Artikel 2:28d komt als volgt te luiden:

 

Artikel 2:28d Vergunning coffeeshop ( z )

Een vergunning als bedoeld in artikel 2:28 lid 1 voor het exploiteren van een coffeeshop wordt voorzien van een aantekening ‘coffeeshop’.

 

F.

Artikel 2:28e komt als volgt te luiden:

 

Artikel 2:28e Terras coffeeshop ( z )

Het is niet toegestaan een terras bij een coffeeshop te hebben.

 

G.

Artikel 2:28f komt als volgt te luiden:

 

Artikel 2:28f Nadere regels ( z )

  • 1.

    De burgemeester kan nadere regels stellen over de beoordeling van aanvragen voor vergunningen als bedoeld in artikel 2:28d.

  • 2.

    De regels, bedoeld in het eerste lid, hebben in ieder geval betrekking op:

    • a.

      het aantal vergunningen met aantekening coffeeshop dat ten hoogste wordt verleend. De burgemeester kan hierbij onderscheid maken naar gebieden;

    • b.

      vestigingscriteria, waaronder de locatie waar een coffeeshop is toegestaan;

    • c.

      het aantal vergunningen dat ten hoogste aan een exploitant wordt verleend.

  • 3.

    In aanvulling op het bepaalde in artikel 2:28b lid 2 kan de burgemeester criteria vaststellen voor de beoordeling of de aanwezigheid van een coffeeshop nadelig is voor de belangen genoemd in dat artikel.

 

H.

Artikel 2:29 komt als volgt te luiden:

 

Artikel 2:29 Sluitingstijd ( z )

  • 1.

    a. het is verboden een horecabedrijf van de omgevingsplancategorie lichte horeca voor bezoekers geopend te hebben of bezoekers in het horecabedrijf toe te laten of te laten verblijven tussen 00:00 en 07:00 uur.

  • b. het is verboden een horecabedrijf van omgevingsplancategorie zware en middelzware horeca voor bezoekers geopend te hebben of bezoekers in het horecabedrijf toe te laten of te laten verblijven tussen 02:00 en 07:00 uur.
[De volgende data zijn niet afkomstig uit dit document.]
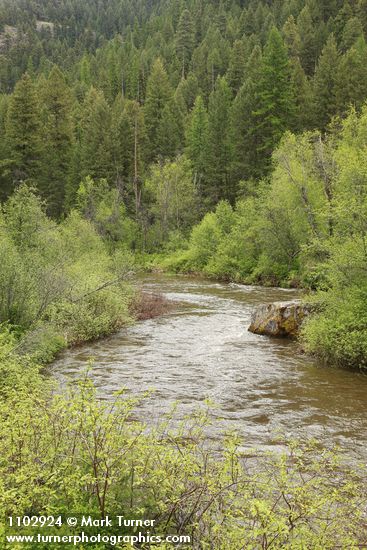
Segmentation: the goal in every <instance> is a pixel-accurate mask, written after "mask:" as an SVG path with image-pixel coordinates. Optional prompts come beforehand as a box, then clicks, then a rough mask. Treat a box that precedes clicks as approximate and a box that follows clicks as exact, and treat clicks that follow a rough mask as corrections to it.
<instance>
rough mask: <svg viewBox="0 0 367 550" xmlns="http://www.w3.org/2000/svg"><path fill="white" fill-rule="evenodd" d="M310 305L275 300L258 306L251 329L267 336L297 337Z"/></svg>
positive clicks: (250, 327) (250, 325) (293, 301)
mask: <svg viewBox="0 0 367 550" xmlns="http://www.w3.org/2000/svg"><path fill="white" fill-rule="evenodd" d="M309 313H310V310H309V307H308V306H307V305H304V304H302V303H301V301H293V302H274V303H272V304H265V305H263V306H259V307H257V308H256V309H255V310H254V312H253V314H252V317H251V325H250V327H249V331H250V332H253V333H255V334H263V335H266V336H275V337H283V338H284V337H286V338H297V336H298V333H299V329H300V327H301V325H302V322H303V320H304V318H305V317H306V316H307V315H308V314H309Z"/></svg>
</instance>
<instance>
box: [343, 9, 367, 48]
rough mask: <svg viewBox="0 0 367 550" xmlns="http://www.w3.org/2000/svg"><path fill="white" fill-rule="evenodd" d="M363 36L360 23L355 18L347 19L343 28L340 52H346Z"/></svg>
mask: <svg viewBox="0 0 367 550" xmlns="http://www.w3.org/2000/svg"><path fill="white" fill-rule="evenodd" d="M363 35H364V32H363V26H362V23H361V21H360V20H359V19H358V18H357V17H352V18H351V19H349V20H348V22H347V24H346V25H345V27H344V31H343V36H342V41H341V50H342V51H343V52H346V51H347V50H348V49H349V48H351V47H352V46H353V45H354V44H355V43H356V42H357V40H359V38H363Z"/></svg>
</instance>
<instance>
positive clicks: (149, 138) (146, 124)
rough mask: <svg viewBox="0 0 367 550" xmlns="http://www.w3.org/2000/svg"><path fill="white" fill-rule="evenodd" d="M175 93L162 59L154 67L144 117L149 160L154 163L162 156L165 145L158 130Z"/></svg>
mask: <svg viewBox="0 0 367 550" xmlns="http://www.w3.org/2000/svg"><path fill="white" fill-rule="evenodd" d="M172 97H173V92H172V89H171V86H170V83H169V81H168V76H167V73H166V71H165V69H164V67H163V63H162V61H161V60H160V59H157V60H156V61H155V63H154V65H153V67H152V70H151V73H150V76H149V79H148V83H147V95H146V100H145V105H144V115H145V120H146V126H147V133H148V140H149V160H150V161H154V160H156V159H157V157H158V156H159V154H161V152H162V149H163V145H162V143H161V142H160V138H161V137H162V136H161V135H160V134H159V132H158V129H159V127H160V124H161V121H162V117H163V112H164V109H165V107H166V105H167V103H168V102H169V101H170V100H171V99H172Z"/></svg>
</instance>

  • c. in afwijking van het bepaalde onder a en b en met inachtneming van het bepaalde onder d, kan de burgemeester voor zware en middelzware horeca in Zaanstad en voor lichte horeca in het horecaconcentratiegebied van Zaandam een ontheffing verlenen van de onder a en b bepaalde sluitingstijden. Het horecabedrijf dat een ontheffing krijgt dient zich te houden aan de volgende regels:

    • het is verboden om tussen 03:00 en 07:00 uur nieuwe bezoekers toe te laten in het horecabedrijf;

    • het is verboden om tussen 05:00 en 07:00 uur bezoekers in het horecabedrijf te laten verblijven. Dit betekent dat het horecabedrijf om 05:00 uur moet sluiten.

  • d. de burgemeester verleent alleen een ontheffing als bedoeld onder c, indien het horecabedrijf voldoet aan de portierverplichting, inhoudende het inzetten van een gecertificeerde portier, vanaf 24:00 uur tot het moment van sluiting, op de volgende momenten:

    • in de nacht van vrijdag op zaterdag;

    • in de nacht van zaterdag op zondag;

    • op Koningsdag en de dag daarvoor;

    • in de nacht van 31 december op 1 januari.

  • e. het horecabedrijf kan aanspraak maken op vrijstelling van de portierverplichting als bedoeld onder d. Een verzoek hiertoe kan na 3 maanden van exploitatie ingediend worden bij de burgemeester na overlegging van een veiligheidsplan.

  • f. voor een zogenaamd ‘droog’ horecabedrijf, een bedrijf waar geen alcoholhoudende dranken worden verstrekt, geldt in beginsel geen portierverplichting. Tenzij de burgemeester dit noodzakelijk oordeelt met het oog op de veiligheid. Dan kan hij in de exploitatievergunning bepalen dat deze portierverplichting wel geldt.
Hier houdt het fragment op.